I didn’t start out making comics. I went to school for physics, and after graduating, I worked on robotics at NASA. I eventually left NASA to draw comics full-time, but my interest in science and math didn’t fade. Eventually, it found a new outlet: answering the Internet’s weird—and sometimes worrying—questions. This book contains a selection of my favorite answers from my website, plus a bunch of new questions answered here for the first time.

I’ve been using math to try to answer weird questions for as long as I can remember. When I was five years old, my mother had a conversation with me that she wrote down and saved in a photo album. When she heard I was writing this book, she found the transcript and sent it to me. Here it is, reproduced verbatim from her 25-year-old sheet of paper:

Randall: Are there more soft things or hard things in our house?

Julie: I don’t know.

Randall: How about in the world?

Julie: I don’t know.

Randall: Well, each house has three or four pillows, right?

Julie: Right.

Randall: And each house has about 15 magnets, right?

Julie: I guess.

Randall: So 15 plus 3 or 4, let’s say 4, is 19, right?

Julie: Right.

Randall: So there are probably about 3 billion

soft things, and . . . 5 billion hard things. Well, which one wins?

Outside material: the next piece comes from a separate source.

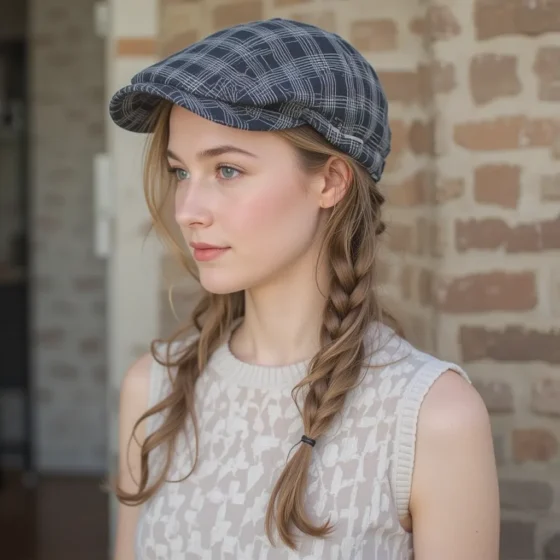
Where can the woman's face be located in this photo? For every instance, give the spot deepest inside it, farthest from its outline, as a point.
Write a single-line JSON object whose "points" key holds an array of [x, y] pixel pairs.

Julie: I guess hard things.

To this day I have no idea where I got “3 billion” and “5 billion” from. Clearly, I didn’t really get how numbers worked.

My math has gotten a little better over the years, but my reason for doing math is the same as it was when I was five: I want to answer questions.

They say there are no stupid questions. That’s obviously wrong; I think my question about hard and soft things, for example, is pretty stupid. But it turns out that trying to thoroughly answer a stupid question can take you to some pretty interesting places.

I still don’t know whether there are more hard or soft things in the world, but I’ve learned a lot of other stuff along the way. What follows are my favorite parts of that journey.